For several days already I've been stuck with a problem in R, trying to make duplicate levels in multiple factor columns in data frame unique using a loop. This is part of a larger project.
I have more than 200 SPSS
data sets where the number of cases vary between 4,000 and 23,000 and the number of variables vary between 120 and 1,200 (an excerpt of one of the SPSS
data sets can be found here). The files contain both numeric and factor variables and many of the factor ones have duplicated levels. I have used read.spss
from the foreign package to import them in data frames, keeping the value labels because I need them for further use. During the import R warns me about the duplicated levels in the factor columns:
> adn <- read.spss("/tmp/adn_110.sav", use.value.labels = TRUE,
use.missings = TRUE, to.data.frame = TRUE)
Warning messages:
1: In read.spss("/tmp/adn_110.sav", use.value.labels = TRUE, use.missings = TRUE, :
/tmp/adn_110.sav: Unrecognized record type 7, subtype 18 encountered in system file
2: In `levels<-`(`*tmp*`, value = if (nl == nL) as.character(labels) else paste0(labels, :
duplicated levels in factors are deprecated
3: In `levels<-`(`*tmp*`, value = if (nl == nL) as.character(labels) else paste0(labels, :
duplicated levels in factors are deprecated
The data frame, exported as .RData
, can be found here. When I use table
(for example) to get the counts for each level of any factor column, all duplicated levels are displayed, but the counts for all duplicated levels are added to the first occurrence of the duplicate levels and for all others 0s are returned:
> table(adn[["adn01"]], useNA = "ifany")
Incorrect Incorrect Partially correct Partially correct
8 0 4 0
Correct <NA>
2 1
Warning message:
In `levels<-`(`*tmp*`, value = if (nl == nL) as.character(labels) else paste0(labels, :
duplicated levels in factors are deprecated
I know I can easily treat the factor as.numeric
when calling table
. However, I need the level names displayed in the output. I can use make.unique
to make the levels for individual factor columns unique, appending a number at the end of the duplicate levels:
> levels(adn[["adn01"]]) <- make.unique(levels(adn[["adn01"]]), sep = " ")
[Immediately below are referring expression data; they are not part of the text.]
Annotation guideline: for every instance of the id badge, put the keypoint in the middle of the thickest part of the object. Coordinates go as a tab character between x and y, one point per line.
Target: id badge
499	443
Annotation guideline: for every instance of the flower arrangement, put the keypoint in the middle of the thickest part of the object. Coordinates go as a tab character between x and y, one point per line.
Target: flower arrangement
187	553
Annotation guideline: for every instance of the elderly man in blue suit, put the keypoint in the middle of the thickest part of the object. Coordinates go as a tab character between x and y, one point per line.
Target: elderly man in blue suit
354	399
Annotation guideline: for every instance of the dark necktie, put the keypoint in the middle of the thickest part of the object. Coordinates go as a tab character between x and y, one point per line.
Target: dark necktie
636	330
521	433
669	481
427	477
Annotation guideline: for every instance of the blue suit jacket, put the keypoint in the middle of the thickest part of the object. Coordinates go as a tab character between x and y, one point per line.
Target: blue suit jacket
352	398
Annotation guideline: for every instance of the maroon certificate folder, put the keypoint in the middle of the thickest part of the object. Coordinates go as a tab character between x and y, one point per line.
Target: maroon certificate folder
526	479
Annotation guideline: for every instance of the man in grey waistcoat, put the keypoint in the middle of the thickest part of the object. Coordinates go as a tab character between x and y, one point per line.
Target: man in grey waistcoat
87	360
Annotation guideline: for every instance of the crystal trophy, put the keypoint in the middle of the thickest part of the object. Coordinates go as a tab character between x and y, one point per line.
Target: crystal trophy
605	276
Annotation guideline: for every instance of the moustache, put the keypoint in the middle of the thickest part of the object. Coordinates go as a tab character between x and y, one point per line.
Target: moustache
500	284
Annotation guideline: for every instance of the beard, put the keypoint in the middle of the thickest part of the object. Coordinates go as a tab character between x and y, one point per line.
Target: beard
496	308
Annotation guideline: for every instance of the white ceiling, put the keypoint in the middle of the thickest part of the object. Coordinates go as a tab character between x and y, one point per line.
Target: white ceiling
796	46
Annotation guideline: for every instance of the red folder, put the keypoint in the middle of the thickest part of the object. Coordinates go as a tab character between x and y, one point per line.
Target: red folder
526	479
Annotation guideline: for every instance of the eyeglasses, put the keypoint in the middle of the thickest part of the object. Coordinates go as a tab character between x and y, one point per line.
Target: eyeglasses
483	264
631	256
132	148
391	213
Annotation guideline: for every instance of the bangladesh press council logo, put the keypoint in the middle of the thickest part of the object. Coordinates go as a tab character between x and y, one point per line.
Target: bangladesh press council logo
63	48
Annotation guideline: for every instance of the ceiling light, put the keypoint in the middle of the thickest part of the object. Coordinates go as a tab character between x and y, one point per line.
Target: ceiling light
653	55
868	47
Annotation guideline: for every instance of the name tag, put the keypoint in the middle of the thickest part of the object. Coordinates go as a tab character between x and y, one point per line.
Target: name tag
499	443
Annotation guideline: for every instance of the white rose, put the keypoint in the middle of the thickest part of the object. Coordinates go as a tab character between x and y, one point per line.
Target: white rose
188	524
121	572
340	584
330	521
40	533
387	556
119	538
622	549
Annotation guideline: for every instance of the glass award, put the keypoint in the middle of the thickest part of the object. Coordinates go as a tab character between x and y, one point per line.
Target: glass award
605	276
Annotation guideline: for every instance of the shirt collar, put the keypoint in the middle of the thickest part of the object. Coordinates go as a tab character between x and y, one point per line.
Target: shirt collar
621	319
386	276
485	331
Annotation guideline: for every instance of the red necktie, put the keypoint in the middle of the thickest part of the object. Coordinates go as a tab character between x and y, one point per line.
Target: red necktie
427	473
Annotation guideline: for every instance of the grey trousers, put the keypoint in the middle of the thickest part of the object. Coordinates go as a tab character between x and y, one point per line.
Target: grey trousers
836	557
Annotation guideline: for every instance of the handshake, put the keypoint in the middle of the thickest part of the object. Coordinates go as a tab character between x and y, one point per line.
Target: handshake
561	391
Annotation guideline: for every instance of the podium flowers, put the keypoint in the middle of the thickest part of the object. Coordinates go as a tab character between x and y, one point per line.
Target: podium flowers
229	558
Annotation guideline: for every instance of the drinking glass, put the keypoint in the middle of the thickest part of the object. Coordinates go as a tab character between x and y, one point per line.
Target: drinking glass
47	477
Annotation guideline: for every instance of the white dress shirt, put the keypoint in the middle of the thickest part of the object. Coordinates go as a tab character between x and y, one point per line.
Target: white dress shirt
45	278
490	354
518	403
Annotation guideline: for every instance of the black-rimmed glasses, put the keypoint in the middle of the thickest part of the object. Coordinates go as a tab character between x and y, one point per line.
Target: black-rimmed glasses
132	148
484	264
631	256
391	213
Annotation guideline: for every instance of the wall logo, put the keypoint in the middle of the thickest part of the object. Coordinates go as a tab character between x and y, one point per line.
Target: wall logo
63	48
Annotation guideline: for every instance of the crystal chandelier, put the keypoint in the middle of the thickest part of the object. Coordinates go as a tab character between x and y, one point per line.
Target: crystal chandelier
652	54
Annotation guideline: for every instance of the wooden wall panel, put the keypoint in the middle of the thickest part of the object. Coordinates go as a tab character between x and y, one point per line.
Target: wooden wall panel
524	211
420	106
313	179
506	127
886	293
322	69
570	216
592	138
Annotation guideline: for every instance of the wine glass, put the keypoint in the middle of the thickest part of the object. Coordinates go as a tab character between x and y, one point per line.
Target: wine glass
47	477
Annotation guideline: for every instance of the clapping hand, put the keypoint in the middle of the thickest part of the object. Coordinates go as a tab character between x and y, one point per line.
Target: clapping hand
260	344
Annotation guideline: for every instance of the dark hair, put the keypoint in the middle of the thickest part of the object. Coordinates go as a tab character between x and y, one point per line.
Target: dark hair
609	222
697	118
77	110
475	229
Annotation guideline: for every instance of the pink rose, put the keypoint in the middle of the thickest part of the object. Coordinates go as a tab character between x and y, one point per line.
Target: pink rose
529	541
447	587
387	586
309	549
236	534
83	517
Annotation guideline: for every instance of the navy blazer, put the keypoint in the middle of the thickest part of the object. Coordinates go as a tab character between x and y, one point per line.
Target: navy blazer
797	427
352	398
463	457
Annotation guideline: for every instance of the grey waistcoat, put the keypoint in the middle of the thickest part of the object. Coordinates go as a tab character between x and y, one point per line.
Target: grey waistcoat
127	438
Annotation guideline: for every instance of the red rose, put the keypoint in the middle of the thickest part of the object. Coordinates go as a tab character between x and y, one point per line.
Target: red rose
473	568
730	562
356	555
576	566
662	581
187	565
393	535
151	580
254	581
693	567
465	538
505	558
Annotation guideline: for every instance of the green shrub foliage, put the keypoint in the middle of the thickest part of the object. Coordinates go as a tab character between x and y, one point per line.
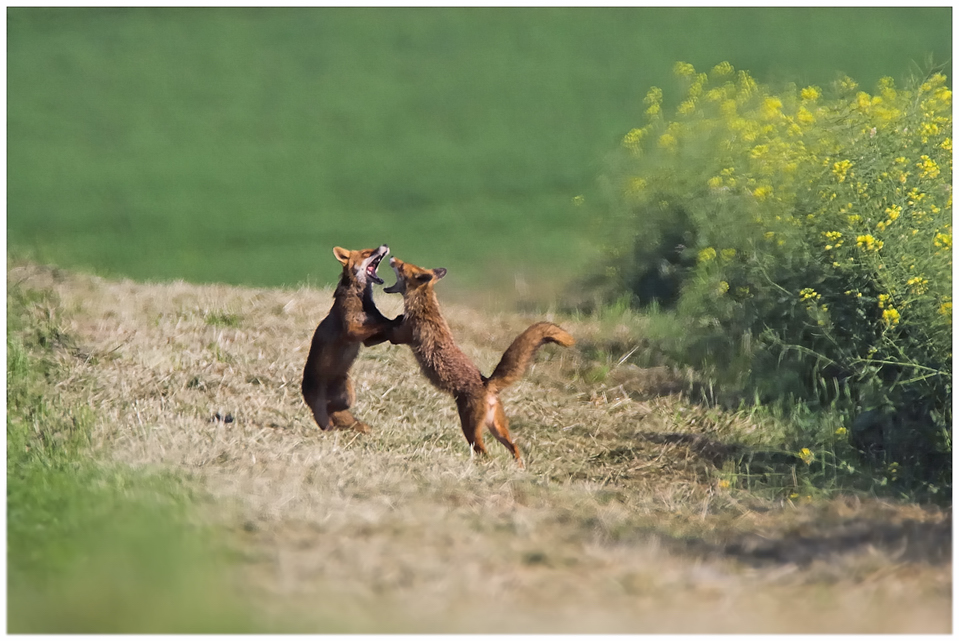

Works like a charm. Then table
shows me the correct counts:
> table(adn[["adn01"]], useNA = "ifany")
Incorrect Incorrect 1 Partially correct
5 3 1
Partially correct 1 Correct <NA>
3 2 1
However, doing this for each factor column in each of the more than 200 files, where the number of variables vary between 120 and 1,200, would be a mission of a lifetime. And if the files change I will have to redo everything. I naively thought looping through the ccolums would be easy. However, make.table
requires names. I have tried the following:
> lapply(adn[ , 1:length(adn)], make.unique(as.vector(attr(adn[ , 1:length(adn)],
"levels"))))
Error in make.unique(as.vector(attr(adn[, 1:length(adn)], "levels"))) :
'names' must be a character vector
No luck. I have tried many other things in the last days, including classical for
loops. Still the same: 'names' must be a character vector
. I guess the problem is in indexing the attribute levels
of the columns, which is a list component, but I can't figure out what. Additional issue may be that not all columns are factors. Can someone help?
EDIT:
The solution provided by akrun works perfectly. Thank you once again!